Allah’ın insanlara ihsan ettiği nimetlerin en büyüklerinden birisi şüphesiz zamandır. Herşey bir zaman içerisinde meydana gelmekte ve kainattaki kurulmuş saatin tik taklarıyla birlikte biz hiç farkında olmasak da sona doğru gidilmektedir. Mesnevide anlatılan hikayelerden birisinde bu durum şu örnekle anlatılmış: “Bir gün kedinin burnuna kan kokusu gelir. Koklamanın sonunda acıkan kedi kanı bulur. Kan aslında küçük bir bıçağın üzerindedir. Kedi kanı yalamaya başlar. Çok tatlı gelir kan, yaladıkça yalar ve bir süre sonra yalamak istese de yalayamaz. Çünkü kanı üzerinde taşıyan bıçak aç kedinin dilini o, farkına varmadan yavaş yavaş kesmiş ve bitirmiştir. Kedi ilk tadıştan sonra kendi kanını yutmuştur aslında.” İşte insan da buradaki kedi misali farkına varmadan kendine verilen emaneti farkına hiç varmadan yavaş yavaş tüketir. Öldüğünde anlar beyhude geçen anların değerini. Rabbim! Beni geri gönder de, geride bıraktığım dünyada iyi işler yapayım dese de onun söylediği bu söz boş laftan ibarettir buyurmadı mı Allah? (el-Mü’minûn, 63/99-100) Hz. Peygamber ise boşuna dememiş “İnsanlar uykudadır, ölünce uyanırlar.” diye. (Aclunî, Keşfu'l-hafa, 2/312) İşte 12 Ocak tarihinde başlayan üç aylar mevsimi reçeteyi harfiyen uygulayanlar için sonunda pişmanlık vermeyecek çok kazançlı, bereketli bir zamana dönüşebilir.

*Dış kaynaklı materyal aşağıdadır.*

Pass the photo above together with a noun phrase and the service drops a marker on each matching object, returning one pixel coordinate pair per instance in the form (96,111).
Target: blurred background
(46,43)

Bu reçetede dikkat edilmesi gereken ilk husus bazen ihmal ettiğimiz ibadetlerdir. İbadet; kulun Allah’a karşı sevgi, saygı ve bağlılığını gösteren duygu, düşünce ve davranış biçimleri için kullanılan bir terim. (Mustafa Sinanoğlu, TDVİA, 1999, 19/248-252) Hz. Peygamber’in Muaz b. Cebel ile yaptığı yolculukta aralarında geçen diyaloglardan öğrendiğimiz kadarıyla ibadet imanla birlikte Allah’ın kullar üzerindeki hakkıdır. (Buhari, Sahih, Cihad, 46) Rabbimizin “Kulum, kendisine emrettiğim farzlardan daha sevimli herhangi bir şeyle bana yakınlık sağlayamaz.” dediğini Peygamberimizden öğreniyoruz. (Buhari, Sahih, Rikak, 38) “Kıyamet gününde kulun hesaba çekileceği ilk ameli onun namazıdır. Eğer namazı düzgün olursa, işi iyi gider ve kazançlı çıkar. Namazı düzgün olmazsa, kaybeder ve zararlı çıkar.” diyen de yine Hz. Peygamber’dir. (Ebu Davud, Sünen, Salat, 149) Bu bağlamda ibadetin ihmal edildiği veya ihmal edilenlerin telafi edilmediği bir zaman değersizleştirilmiş, zâyi edilmiş, hakkı verilmemiş sermayeden başka bir şey değildir. Şimdilik yazımı üstad Necip Fazıl’la (ö. 1983) bitiriyorum:
Tam otuz yıl saatim işlemiş ben durmuşum?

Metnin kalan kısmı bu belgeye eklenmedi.